Angelika Kallio (born 15 September 1972) is a Finnish model, living and working abroad since the early 1990s.

==Background==
Born in Riga, Latvian SSR, Soviet Union, Kallio moved to Finland with her mother as a child, attending the Finnish-Russian School in Helsinki. At the age of 15, she was signed by Paparazzi, the biggest modeling agency in Finland.

==Career==
Kallio began her international modelling career in 1990 with an editorial shoot for British Elle. She was soon noticed by Karl Lagerfeld, who became her patron, and Kallio started an intense collaboration with the designer and the prestigious fashion house of Chanel.

Throughout the 1990s, Kallio graced the covers of various international fashion magazines, including Amica, Cosmopolitan, Elle, Glamour, L'Officiel, Marie Claire, and Vogue, in addition to numerous editorial shoots in other magazines like Esquire, Harper's Bazaar, Rolling Stone, and W. Kallio also worked with many fashion houses and designers such as Alberta Ferretti, Anna Sui, Azzedine Alaïa, Badgley Mischka, Calvin Klein, Carolina Herrera, Celine, Dolce & Gabbana, Helmut Lang, Lanvin, Michael Kors, Ralph Lauren, Sergio Rossi, Valentino, Versace, and Victoria's Secret, appearing in advertisements and fashion shows. Additionally, Kallio also appeared in advertisements for Macy's and Neiman Marcus.

As an international top model, Kallio worked all around the world, living in Paris, New York City, and Miami, and being featured in various news and entertainment programmes, including WABC-TV's Eyewitness News and Hard Copy. She also had a small cameo appearance in the 1993 romantic comedy film For Love or Money, starring Michael J. Fox and Gabrielle Anwar.

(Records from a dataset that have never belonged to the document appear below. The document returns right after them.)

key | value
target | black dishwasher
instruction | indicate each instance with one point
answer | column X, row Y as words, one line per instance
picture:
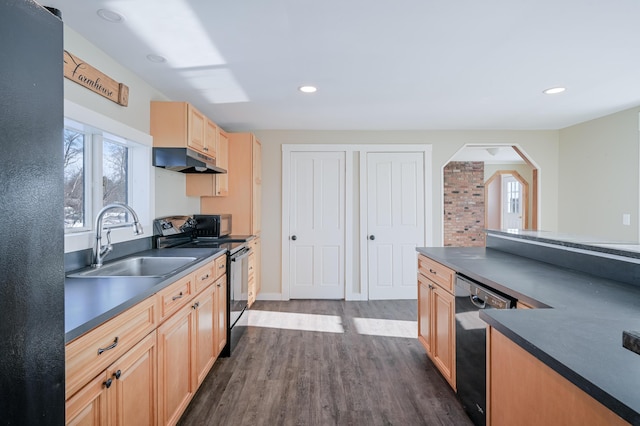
column 471, row 344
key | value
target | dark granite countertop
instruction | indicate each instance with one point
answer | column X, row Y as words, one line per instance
column 580, row 242
column 580, row 337
column 89, row 302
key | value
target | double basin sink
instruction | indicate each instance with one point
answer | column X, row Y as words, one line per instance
column 137, row 266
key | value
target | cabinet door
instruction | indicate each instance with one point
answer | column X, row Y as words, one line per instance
column 424, row 312
column 222, row 160
column 195, row 134
column 132, row 395
column 89, row 405
column 221, row 313
column 176, row 383
column 211, row 138
column 443, row 339
column 204, row 313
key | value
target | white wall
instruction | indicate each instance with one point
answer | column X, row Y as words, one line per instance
column 540, row 146
column 169, row 186
column 598, row 179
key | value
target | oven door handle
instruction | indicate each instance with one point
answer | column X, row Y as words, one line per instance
column 242, row 253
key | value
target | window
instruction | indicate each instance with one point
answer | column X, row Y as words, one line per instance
column 105, row 161
column 74, row 179
column 89, row 154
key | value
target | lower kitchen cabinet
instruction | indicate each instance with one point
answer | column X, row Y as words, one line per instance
column 528, row 392
column 187, row 349
column 144, row 366
column 124, row 394
column 436, row 316
column 176, row 383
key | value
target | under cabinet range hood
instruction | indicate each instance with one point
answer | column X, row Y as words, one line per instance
column 184, row 160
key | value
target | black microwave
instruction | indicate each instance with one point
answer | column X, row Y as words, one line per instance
column 212, row 225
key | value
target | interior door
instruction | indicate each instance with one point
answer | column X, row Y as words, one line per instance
column 317, row 225
column 395, row 223
column 511, row 203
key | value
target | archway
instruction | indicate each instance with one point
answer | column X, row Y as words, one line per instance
column 460, row 228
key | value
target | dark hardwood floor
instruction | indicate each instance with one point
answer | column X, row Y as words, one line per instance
column 280, row 374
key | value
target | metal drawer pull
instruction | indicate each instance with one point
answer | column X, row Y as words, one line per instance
column 111, row 346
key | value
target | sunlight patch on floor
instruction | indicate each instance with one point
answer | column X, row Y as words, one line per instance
column 387, row 328
column 292, row 321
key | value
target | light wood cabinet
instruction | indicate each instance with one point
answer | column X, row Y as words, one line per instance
column 211, row 131
column 436, row 315
column 176, row 356
column 245, row 186
column 145, row 365
column 107, row 399
column 528, row 392
column 212, row 184
column 93, row 352
column 180, row 125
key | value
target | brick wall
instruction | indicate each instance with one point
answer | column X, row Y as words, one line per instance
column 464, row 204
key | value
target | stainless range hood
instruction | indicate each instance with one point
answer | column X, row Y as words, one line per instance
column 185, row 160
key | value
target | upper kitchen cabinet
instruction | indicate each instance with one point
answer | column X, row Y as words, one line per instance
column 212, row 185
column 245, row 186
column 181, row 125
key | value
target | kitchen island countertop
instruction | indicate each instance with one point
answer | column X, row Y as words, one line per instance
column 579, row 334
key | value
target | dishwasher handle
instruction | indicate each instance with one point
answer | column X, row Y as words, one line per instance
column 483, row 297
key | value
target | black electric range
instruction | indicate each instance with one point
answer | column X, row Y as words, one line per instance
column 181, row 231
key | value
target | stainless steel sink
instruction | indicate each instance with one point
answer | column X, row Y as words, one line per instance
column 137, row 267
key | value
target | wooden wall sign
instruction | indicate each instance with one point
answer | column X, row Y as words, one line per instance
column 75, row 69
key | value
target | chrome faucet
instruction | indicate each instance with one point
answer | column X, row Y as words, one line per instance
column 99, row 250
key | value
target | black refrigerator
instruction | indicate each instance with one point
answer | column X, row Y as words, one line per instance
column 31, row 216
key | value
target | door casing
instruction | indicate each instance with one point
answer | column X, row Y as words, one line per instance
column 356, row 274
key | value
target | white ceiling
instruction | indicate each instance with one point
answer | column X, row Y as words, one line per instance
column 378, row 64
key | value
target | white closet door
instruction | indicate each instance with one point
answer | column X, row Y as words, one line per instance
column 395, row 223
column 317, row 225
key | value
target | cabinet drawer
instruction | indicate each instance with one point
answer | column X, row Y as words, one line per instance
column 92, row 352
column 437, row 273
column 205, row 276
column 220, row 266
column 175, row 296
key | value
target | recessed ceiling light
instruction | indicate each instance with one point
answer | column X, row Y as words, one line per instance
column 553, row 90
column 110, row 16
column 157, row 59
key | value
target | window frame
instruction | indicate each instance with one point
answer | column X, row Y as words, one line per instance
column 141, row 178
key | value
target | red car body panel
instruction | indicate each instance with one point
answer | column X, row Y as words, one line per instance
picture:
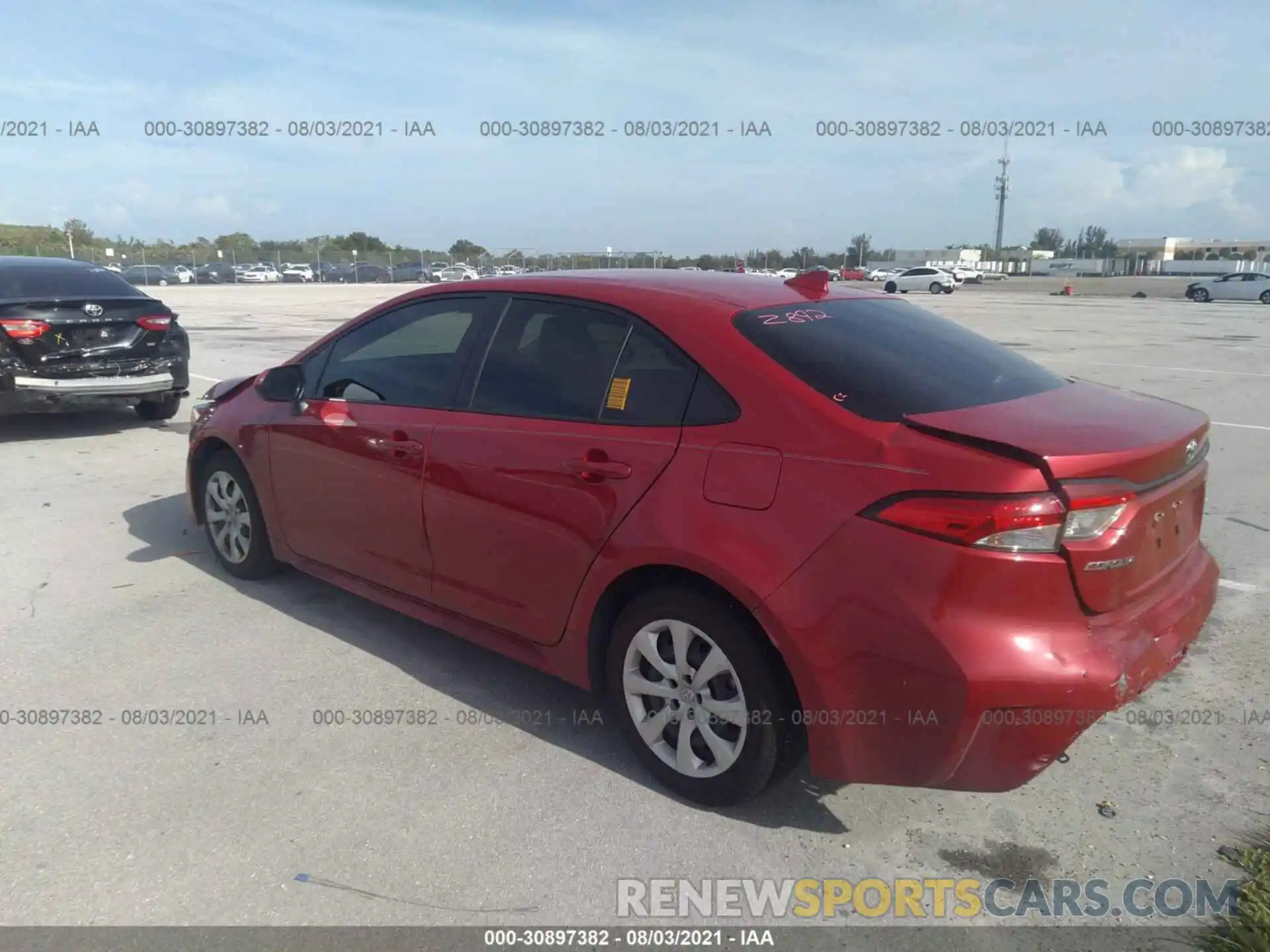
column 916, row 662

In the 2000s, Kallio worked for Nicole Miller for ten years, also having her own lingerie design business. As of 2010, Kallio models among others for J.Crew, and appeared on the cover of Finnish Elle for its 2nd anniversary issue. Kallio is represented by Ford Models in New York.

==Personal==
Kallio lives in New York. She also has a grown son from a previous relationship. In addition to modeling, Kallio works as a real estate agent.

Kallio's autobiography Huippumallin päiväkirja (Top Model's Diary) was published by Tammi in Finland in 2005.

==Bibliography==
Angelika Kallio: Huippumallin päiväkirja (Angelika Kallio: Top Model's Diary), ISBN 978-951-31-3376-4, Tammi, 2005.